Who else is in the ring? We’ve discussed Etched and Rebellions here before, but it’s time to add a few more names to the TWiST500. My argument is simple: The massive spending spree that we’re seeing today — and should continue for several years — will mint enormously valuable new public companies. Or at least startups and their backers are betting as such. And I think that they are right.

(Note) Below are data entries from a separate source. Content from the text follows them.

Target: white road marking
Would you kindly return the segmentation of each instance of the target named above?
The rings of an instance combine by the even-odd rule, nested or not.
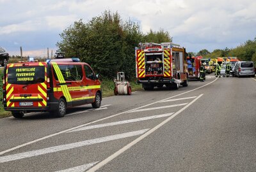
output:
[[[173,107],[180,106],[185,106],[186,104],[188,104],[188,103],[177,104],[172,104],[172,105],[164,106],[154,107],[154,108],[150,108],[138,109],[138,110],[133,110],[133,111],[129,111],[127,113],[133,113],[133,112],[143,111],[148,111],[148,110],[159,110],[159,109],[163,109],[163,108],[173,108]]]
[[[111,106],[111,104],[103,105],[103,106],[101,106],[100,108],[107,107],[107,106]]]
[[[95,164],[96,164],[98,162],[99,162],[99,161],[94,162],[90,163],[90,164],[84,164],[82,166],[79,166],[70,168],[63,169],[63,170],[58,171],[56,172],[83,172],[85,170],[88,169],[88,168],[90,168],[91,167],[92,167],[93,166],[94,166]]]
[[[83,127],[81,127],[79,129],[76,129],[70,131],[68,133],[79,131],[84,131],[84,130],[92,129],[98,129],[98,128],[106,127],[109,127],[109,126],[117,125],[121,125],[121,124],[128,124],[128,123],[132,123],[132,122],[140,122],[140,121],[143,121],[143,120],[151,120],[151,119],[156,119],[156,118],[163,118],[163,117],[166,117],[171,116],[173,113],[169,113],[150,116],[150,117],[140,118],[134,118],[134,119],[121,120],[121,121],[117,121],[117,122],[106,123],[106,124],[85,126]]]
[[[169,101],[179,101],[179,100],[186,100],[186,99],[195,99],[195,97],[196,97],[196,96],[180,98],[180,99],[170,99],[170,100],[163,101],[161,102],[164,103],[164,102],[169,102]]]
[[[100,107],[99,108],[95,109],[94,110],[106,110],[106,109],[108,109],[108,107],[104,107],[104,108]]]
[[[169,118],[168,118],[167,119],[166,119],[165,120],[164,120],[163,122],[162,122],[161,123],[160,123],[159,124],[158,124],[156,127],[154,127],[154,128],[151,129],[150,130],[149,130],[147,133],[144,133],[143,134],[140,136],[139,138],[136,138],[136,140],[134,140],[134,141],[132,141],[132,142],[131,142],[130,143],[129,143],[128,145],[127,145],[126,146],[125,146],[124,147],[123,147],[122,148],[121,148],[118,151],[116,152],[115,154],[113,154],[111,155],[110,155],[109,157],[107,157],[106,159],[105,159],[102,161],[99,162],[95,166],[92,167],[91,169],[88,170],[87,172],[95,171],[98,170],[99,168],[100,168],[101,167],[102,167],[103,166],[104,166],[105,164],[106,164],[107,163],[109,162],[114,158],[116,158],[119,155],[122,154],[124,152],[125,152],[125,150],[128,150],[131,147],[132,147],[133,145],[136,144],[138,142],[139,142],[140,141],[143,140],[147,136],[150,135],[151,133],[152,133],[153,132],[154,132],[155,131],[158,129],[159,127],[161,127],[161,126],[164,125],[165,124],[166,124],[168,122],[171,120],[175,117],[176,117],[179,113],[180,113],[182,111],[184,111],[187,108],[188,108],[190,105],[191,105],[194,102],[195,102],[197,99],[198,99],[200,97],[201,97],[203,95],[204,95],[204,94],[200,94],[198,97],[195,98],[194,100],[193,100],[191,102],[190,102],[189,104],[188,104],[186,106],[183,107],[182,109],[179,110],[177,112],[174,113],[173,115],[172,115],[171,117],[170,117]]]
[[[106,142],[108,141],[112,141],[115,140],[118,140],[121,138],[125,138],[128,137],[132,137],[134,136],[138,136],[148,131],[149,129],[141,129],[132,132],[125,133],[119,134],[115,134],[112,136],[108,136],[106,137],[84,140],[81,141],[78,141],[76,143],[62,145],[56,147],[52,147],[36,150],[29,151],[26,152],[19,153],[13,155],[10,155],[3,157],[0,157],[0,163],[9,162],[12,161],[15,161],[17,159],[31,157],[35,156],[38,156],[40,155],[44,155],[46,154],[50,154],[52,152],[56,152],[61,150],[65,150],[78,147],[81,147],[87,145],[91,145],[96,143],[100,143],[102,142]]]
[[[92,122],[88,122],[88,123],[86,123],[86,124],[82,124],[82,125],[78,125],[78,126],[76,126],[76,127],[72,127],[72,128],[70,128],[70,129],[66,129],[66,130],[63,130],[63,131],[60,131],[60,132],[58,132],[58,133],[54,133],[54,134],[50,134],[50,135],[48,135],[48,136],[46,136],[40,138],[38,138],[38,139],[36,139],[36,140],[33,140],[33,141],[31,141],[25,143],[24,143],[24,144],[21,144],[21,145],[18,145],[18,146],[14,147],[13,147],[13,148],[7,149],[7,150],[6,150],[0,152],[0,155],[4,154],[5,154],[5,153],[11,152],[11,151],[12,151],[12,150],[16,150],[16,149],[18,149],[18,148],[24,147],[25,147],[25,146],[31,145],[31,144],[34,143],[36,143],[36,142],[38,142],[38,141],[39,141],[44,140],[45,140],[45,139],[47,139],[47,138],[51,138],[51,137],[53,137],[53,136],[55,136],[61,134],[62,134],[62,133],[65,133],[68,132],[68,131],[72,131],[72,130],[74,130],[74,129],[77,129],[77,128],[82,127],[83,127],[83,126],[86,126],[86,125],[90,125],[90,124],[94,124],[94,123],[96,123],[96,122],[102,121],[102,120],[106,120],[106,119],[109,119],[109,118],[113,118],[113,117],[118,116],[118,115],[120,115],[124,114],[124,113],[128,113],[128,112],[129,112],[129,111],[133,111],[133,110],[138,110],[138,109],[139,109],[139,108],[147,107],[147,106],[150,106],[150,105],[152,105],[152,104],[160,103],[160,102],[161,102],[161,101],[163,101],[170,99],[172,99],[172,98],[173,98],[173,97],[178,97],[178,96],[181,96],[181,95],[183,95],[183,94],[185,94],[191,92],[192,92],[192,91],[195,91],[195,90],[198,90],[198,89],[201,89],[201,88],[202,88],[202,87],[206,87],[206,86],[207,86],[208,85],[210,85],[211,83],[212,83],[214,82],[215,81],[216,81],[216,80],[218,80],[218,78],[216,78],[216,79],[215,79],[214,80],[212,81],[211,82],[209,82],[209,83],[207,83],[207,84],[205,84],[205,85],[204,85],[200,86],[200,87],[198,87],[198,88],[196,88],[196,89],[193,89],[193,90],[188,90],[188,91],[186,91],[186,92],[184,92],[179,94],[177,94],[177,95],[172,96],[172,97],[168,97],[168,98],[166,98],[166,99],[163,99],[163,100],[161,100],[161,101],[156,101],[156,102],[154,102],[154,103],[150,103],[150,104],[148,104],[142,106],[141,106],[141,107],[138,107],[138,108],[134,108],[134,109],[132,109],[132,110],[127,110],[127,111],[123,111],[123,112],[120,112],[120,113],[116,113],[116,114],[115,114],[115,115],[111,115],[111,116],[109,116],[109,117],[107,117],[101,118],[101,119],[96,120],[94,120],[94,121],[92,121]]]

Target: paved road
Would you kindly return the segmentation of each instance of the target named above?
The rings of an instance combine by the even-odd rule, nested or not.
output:
[[[254,171],[256,80],[207,76],[1,119],[0,171]]]

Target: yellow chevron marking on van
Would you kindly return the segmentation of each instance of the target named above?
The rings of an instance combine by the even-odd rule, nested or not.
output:
[[[10,83],[7,84],[7,85],[6,85],[6,90],[8,90],[10,86],[11,86],[11,85],[12,85],[12,84],[10,84]]]
[[[88,89],[100,89],[100,85],[91,85],[91,86],[84,86],[84,87],[68,87],[68,90],[88,90]],[[53,88],[53,91],[62,91],[61,87],[55,87]]]
[[[42,97],[41,96],[40,96],[39,94],[38,94],[38,98],[43,99],[43,97]],[[46,101],[45,101],[44,99],[43,99],[43,101],[42,101],[42,103],[43,103],[44,106],[46,106]],[[38,106],[42,106],[42,105],[39,103],[39,102],[38,102]]]
[[[8,91],[8,92],[6,94],[6,99],[9,97],[9,96],[11,95],[11,94],[13,92],[13,87],[12,87],[12,89]]]
[[[46,92],[45,92],[44,90],[43,90],[43,89],[41,89],[41,87],[40,87],[39,85],[37,86],[37,89],[38,89],[38,90],[44,95],[44,96],[45,97],[46,97],[46,96],[47,96]],[[38,94],[38,96],[39,96],[39,94]]]
[[[62,75],[61,72],[60,71],[60,68],[56,64],[56,62],[52,62],[53,68],[54,68],[55,72],[57,75],[58,80],[59,80],[60,83],[66,83],[64,80],[63,76]],[[63,93],[64,96],[67,99],[67,102],[72,101],[72,97],[68,91],[68,87],[67,85],[61,85],[62,92]]]
[[[72,99],[73,101],[77,101],[77,100],[85,100],[85,99],[94,99],[95,96],[90,96],[90,97],[77,97]]]

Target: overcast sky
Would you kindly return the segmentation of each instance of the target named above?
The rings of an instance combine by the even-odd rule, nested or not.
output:
[[[170,32],[187,52],[235,48],[256,36],[255,0],[0,0],[0,47],[11,54],[46,55],[63,29],[105,10],[124,20]],[[51,54],[51,53],[50,53]]]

So, three new bright lights are heading onto the list today:

  • Tenstorrent: With $334.5 million in known capital raised (Crunchbase), Tensortorrent may have pinged your radar when it closed $100 million from Hyundai and Samsung earlier this year. What is super interesting about this company is its computing products' modularity (scalability?). It sells single boards to servers packed with them. Indie developers can buy them one at a time; big companies can buy them in bulk formats. Product flexibility, capital, a huge market to sell into, and major backers? Onto the list!

  • Enfabrica: Unlike Tenstorrent, Enfabrica is not building digital brains. It’s building digital bones and sinew. By that, I mean it’s not trying to build processors to crunch AI numbers. Instead, it builds SuperNICs, which Nvidia defines as “a new class of network accelerators designed to supercharge hyperscale AI workloads in Ethernet-based clouds.” Enfabrica says that it has built the first “multi-GPU SuperNIC chip.” Faster and more efficient GPU usage inside data centers sounds like a pretty good place to attack the current market, I reckon.

  • Celestial AI: Celestial AI made noise in March by raising $175 million. Why the new capital? It wants to solve the so-called ‘memory wall.’ What is that? A recent paper describes the situation as when “the main performance bottleneck [for AI model training] is increasingly shifting to memory bandwidth.” That’s not good! But Celestial AI reckons that its ‘Photonic Fabric’ will solve the issue by allowing for the “deliver[y of] data directly to the point of compute.” If it can pull that off, I presume that its order book will start reading like War and Peace.